Does anyone have any insights on how to get Core ML models to run on real-time video with maximum throughput?
Using Metal directly, the standard approach is to use a semaphore to run a double or triple buffering scheme, so that the next request(s) will already be scheduled while the current one is still executing. That way the CPU and GPU never have to wait on each other.
This approach also works for Core ML (and Vision) but I notice a few strange things.
1. If you do more than one request at once using the same VNCoreMLRequest (but with a new VNImageRequestHandler instance each time), then sometimes the result is empty. No error but no observations either. It seems to work fine if you allocate 2 or 3 VNCoreMLRequests and alternate between those.

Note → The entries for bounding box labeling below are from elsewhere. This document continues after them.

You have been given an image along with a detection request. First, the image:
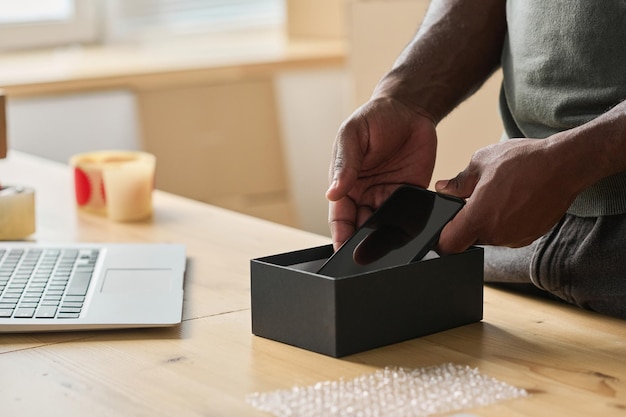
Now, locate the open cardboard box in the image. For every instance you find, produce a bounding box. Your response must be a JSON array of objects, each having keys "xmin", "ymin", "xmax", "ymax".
[{"xmin": 250, "ymin": 245, "xmax": 483, "ymax": 357}]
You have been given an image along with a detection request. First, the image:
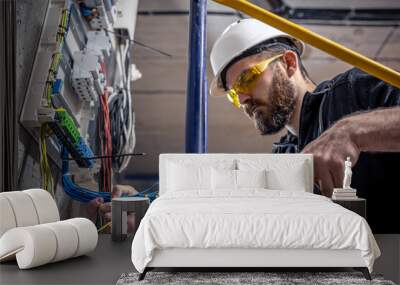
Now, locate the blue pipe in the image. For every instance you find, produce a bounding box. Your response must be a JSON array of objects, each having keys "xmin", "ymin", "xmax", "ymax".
[{"xmin": 186, "ymin": 0, "xmax": 207, "ymax": 153}]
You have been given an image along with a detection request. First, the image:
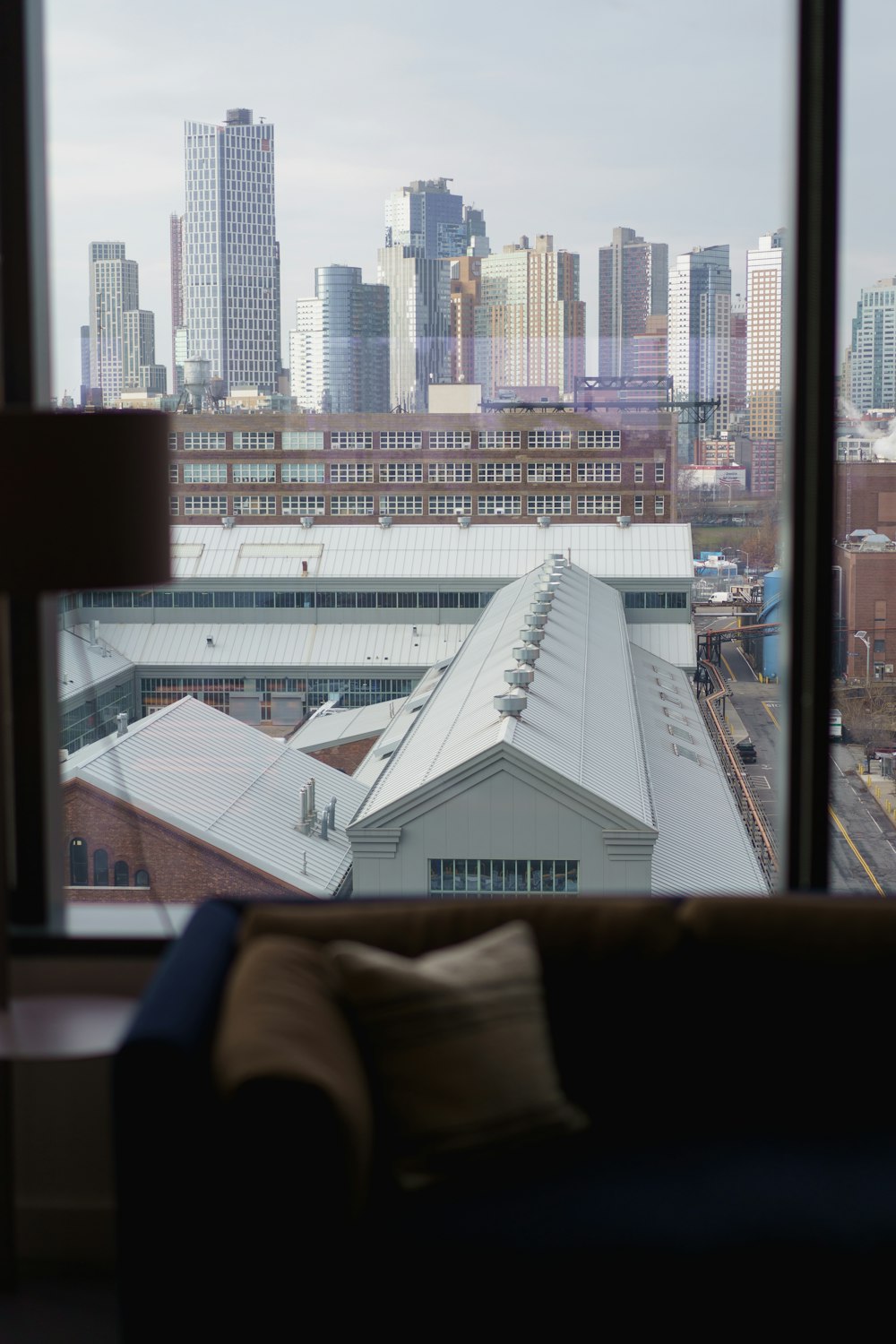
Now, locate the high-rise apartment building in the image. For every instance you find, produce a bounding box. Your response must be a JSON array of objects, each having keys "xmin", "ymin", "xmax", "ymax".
[
  {"xmin": 182, "ymin": 108, "xmax": 280, "ymax": 392},
  {"xmin": 289, "ymin": 266, "xmax": 390, "ymax": 416},
  {"xmin": 849, "ymin": 276, "xmax": 896, "ymax": 411},
  {"xmin": 598, "ymin": 228, "xmax": 669, "ymax": 378},
  {"xmin": 89, "ymin": 242, "xmax": 140, "ymax": 406},
  {"xmin": 377, "ymin": 177, "xmax": 467, "ymax": 411},
  {"xmin": 476, "ymin": 234, "xmax": 584, "ymax": 400},
  {"xmin": 747, "ymin": 228, "xmax": 786, "ymax": 441},
  {"xmin": 668, "ymin": 244, "xmax": 731, "ymax": 462}
]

2. With double or triple buffering, using pure Core ML is significantly faster than using a VNCoreMLRequest. Together with point #1 this makes me think that using a semaphore and multiple instances is not the correct approach to use with Vision (or pure Core ML for that matter).
3. Both Core ML and VNCoreMLRequest are waaaaay slower than a Metal version that uses MPSCNN. Using the MobileNetV1 download from the Apple website I can squeeze out 53 FPS on the iPhone X running iOS 11.3. The exact same model but implemented using MPSCNN does 160 FPS on the same device. I measured similar differences in speed on other devices too. (FPS here is measured by doing a prediction on the same image over and over in a loop and dividing the number of frames by the total elapsed time).
While I'm happy my Metal implementations are so fast, I am wondering why the Core ML / Vision versions of the same model run so much slower. Am I not using Core ML properly? Is Core ML throttling GPU usage to save battery power? Is Core ML (or Vision) doing extra things that take up a lot of time?
I was just curious if anyone else has some insights to offer. :-)